While the rower in the third picture does raise good points, I feel like there are couple of points I would add.
>Alternate between strenght training and aerobics, if you do both in quick succession, any gains you might have gotten will likely be negated by the other due to different types of stress these exercises will put your body through
>Don't cheap out on the running shoes, do your research and buy accordingly. Different tools for different environments
>Rest. Rest is as important as the exercise itself
>Listen to your body, always keep in mind that stress-hormones released into your bloodstream during exercise WILL affect your perception of pain, if your legs or knees or whateverthefuck starts hurting fucking stop. Cutting exercise short is far preferrable to not being able to exercise for weeks or months because you outright broke something
>Get a kettlebell, that's probably one of the most cost efficient exercise tools you can get
The only reason I am capable of functioning after losing my dog is that I end up making promises to other people. I have no family left after my dog died bit over month ago.
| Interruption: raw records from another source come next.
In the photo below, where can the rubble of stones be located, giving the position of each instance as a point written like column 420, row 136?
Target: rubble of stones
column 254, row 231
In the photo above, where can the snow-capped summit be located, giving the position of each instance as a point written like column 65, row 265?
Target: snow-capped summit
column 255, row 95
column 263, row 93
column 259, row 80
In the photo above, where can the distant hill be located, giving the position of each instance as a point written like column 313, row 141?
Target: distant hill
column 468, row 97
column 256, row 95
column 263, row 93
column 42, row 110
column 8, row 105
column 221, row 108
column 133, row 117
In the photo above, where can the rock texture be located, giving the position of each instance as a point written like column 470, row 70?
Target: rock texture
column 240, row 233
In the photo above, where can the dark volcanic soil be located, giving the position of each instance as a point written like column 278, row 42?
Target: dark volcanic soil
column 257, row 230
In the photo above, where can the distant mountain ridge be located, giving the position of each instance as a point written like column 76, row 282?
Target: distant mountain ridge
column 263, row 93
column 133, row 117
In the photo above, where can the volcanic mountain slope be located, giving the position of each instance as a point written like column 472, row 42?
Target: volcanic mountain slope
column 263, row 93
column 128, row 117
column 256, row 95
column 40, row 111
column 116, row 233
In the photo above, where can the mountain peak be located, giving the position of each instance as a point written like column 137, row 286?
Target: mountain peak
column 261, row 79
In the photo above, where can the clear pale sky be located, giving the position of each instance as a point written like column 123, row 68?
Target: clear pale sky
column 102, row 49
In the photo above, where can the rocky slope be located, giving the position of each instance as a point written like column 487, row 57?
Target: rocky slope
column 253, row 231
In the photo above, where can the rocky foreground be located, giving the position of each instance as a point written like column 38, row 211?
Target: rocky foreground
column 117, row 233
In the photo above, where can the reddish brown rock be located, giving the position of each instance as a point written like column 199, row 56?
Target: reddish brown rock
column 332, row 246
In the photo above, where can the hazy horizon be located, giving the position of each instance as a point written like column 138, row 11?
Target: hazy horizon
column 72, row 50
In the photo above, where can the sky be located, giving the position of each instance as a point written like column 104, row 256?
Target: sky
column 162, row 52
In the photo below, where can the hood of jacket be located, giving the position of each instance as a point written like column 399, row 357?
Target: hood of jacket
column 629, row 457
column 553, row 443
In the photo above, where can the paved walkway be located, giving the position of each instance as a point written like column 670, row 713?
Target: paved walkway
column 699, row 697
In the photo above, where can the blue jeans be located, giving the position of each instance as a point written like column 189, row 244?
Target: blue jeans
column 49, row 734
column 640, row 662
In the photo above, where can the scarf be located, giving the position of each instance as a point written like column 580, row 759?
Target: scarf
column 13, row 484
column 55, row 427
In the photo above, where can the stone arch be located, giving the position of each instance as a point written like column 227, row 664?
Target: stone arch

Yes, as stupid as it sounds, a dog was the closest thing I had for a family in my life. I've got no one I can talk about personal problems, or even really talk with, other than anons on various chans. Frankly speaking the only reason I even put food in my mouth nowadays is to sustain my body so that I can atleast keep promises I have made.
I suppose once I have fullfilled all the promises I have made, I will start fasting and meditating until I come to solution. Either I will find some solution to this issue or I will not. Either outcome will be acceptable.
Barbara Oakley's "Mind for numbers" will be useful. Read it and learn to study more efficiently.
As to exercise routines, much the same rules apply. There is no point in overdoing it, exercise should be something you do for fun. Essentially you need to sort of educate your brain with a positive feedback loop.